Yes. If the version is 1.3 or later, then multitexture is supported.

glEnable(GL_POLYGON_SMOOTH) causes boundary fragments to have partial alpha values. By itself, this doesn’t affect rendering. In order to be useful, the framebuffer needs to have an alpha channel and you have to enable blending with a blending function which uses the alpha values. Also, polygons need to be drawn front-to-back without depth testing. This last point makes it relatively awkward to use (compared to multisample), but it’s available (and functional) in every OpenGL version. Multisample requires at least 1.3, but an implementation can “support” multisampling while only supporting one sample per pixel.

It means that you can “use” the extension in the sense that the implementation won’t generate an error if you include GLX_SAMPLE_BUFFERS_ARB and/or GLX_SAMPLES_ARB in the attribute list for glXChooseVisual, or call glEnable(GL_MULTISAMPLE_ARB), etc. It doesn’t guarantee that the implementation will support more than one sample per pixel. The maximum number of samples is implementation-dependent.

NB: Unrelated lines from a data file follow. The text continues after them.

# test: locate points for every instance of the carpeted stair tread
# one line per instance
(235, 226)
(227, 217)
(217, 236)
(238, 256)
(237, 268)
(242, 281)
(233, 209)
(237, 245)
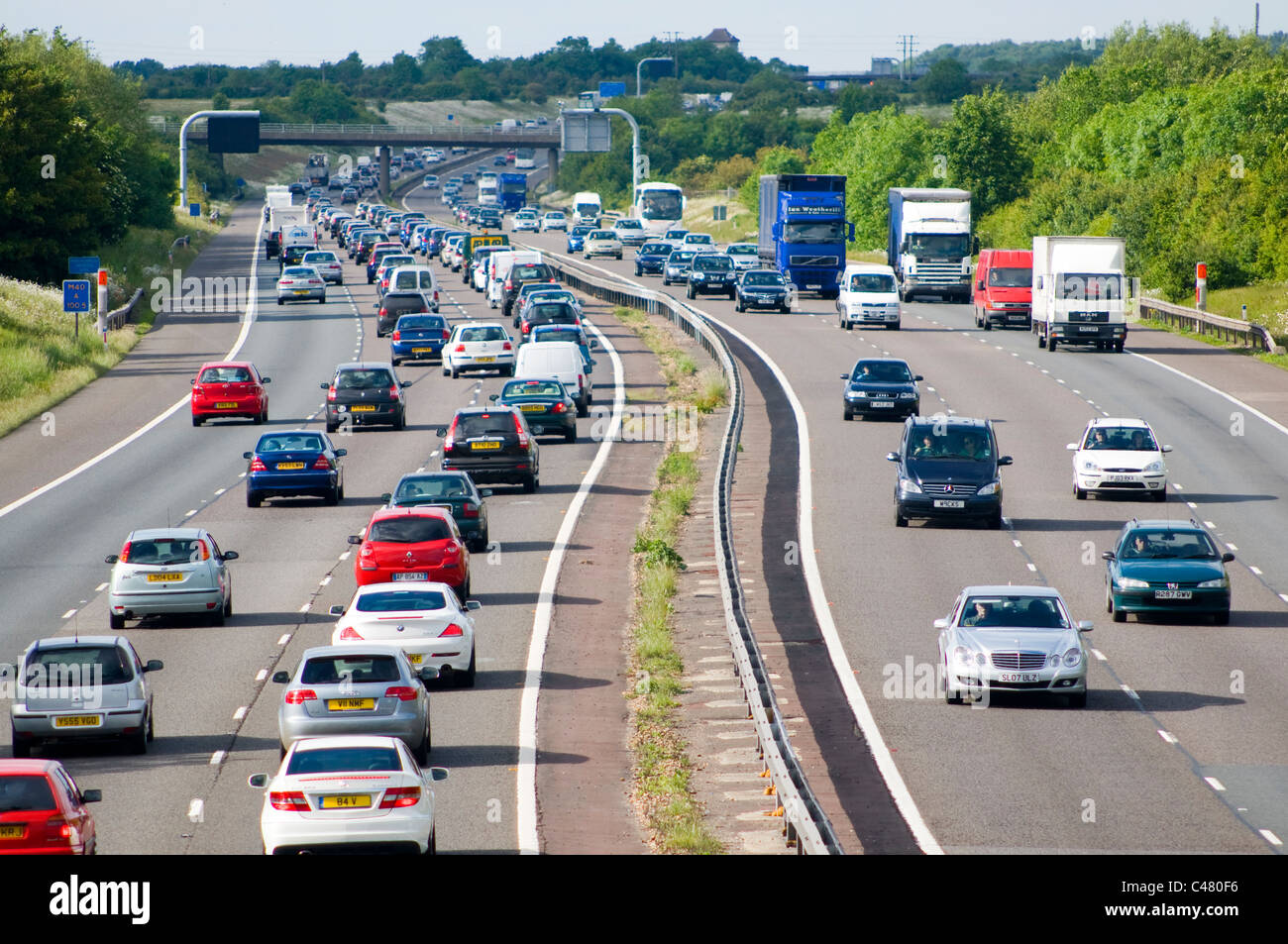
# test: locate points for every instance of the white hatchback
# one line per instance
(1120, 456)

No. Not knowing your requirements (hardware, performance, etc.), I just wanted you to realize that your OpenGL rendering results on that system (with that config) have absolutely nothing to do with the Matrix G200 AGP GPU card that’s installed in that old box. It’s purely dependent on that Mesa3D software rasterizer and the speed of your CPU/CPU memory/network. So depending on your requirements (hardware, performance) you might be better served by just running on a system with a faster/newer CPU and possibly GPU.

Ok, so you’re not direct connected to the local X server for display but rather throwing the graphics over a network connection. Is this running via an ssh tunnel (X11 forwarding), headless server, or virtual machine?

Also in case it might be useful (depending on your requirements), some GPU vendors provide support for GPU accelerated rendering to offscreen framebuffers on Linux systems that aren’t running a local X server. But that’d involve a hardware upgrade. That system you’re using is pretty old.

Thansk for informative reply.
That’s probably what I have encountered in multi-sampling.

Correct me if I am wrong that number of samples or sample buffers are attributes of window, not OpenGL attributes. While multitexture is actually a process in OpenGL pipeline. That’s why there are multi-sample extensions in GLX and OpenGL, but only has multi-texture in OpenGL extension list.

It’s via VNC. So the 3D rendering is actually done by llvmpipe on remote machine which transfers an image back to my local machine.

Thanks for your advice, I will try to get a better GPU.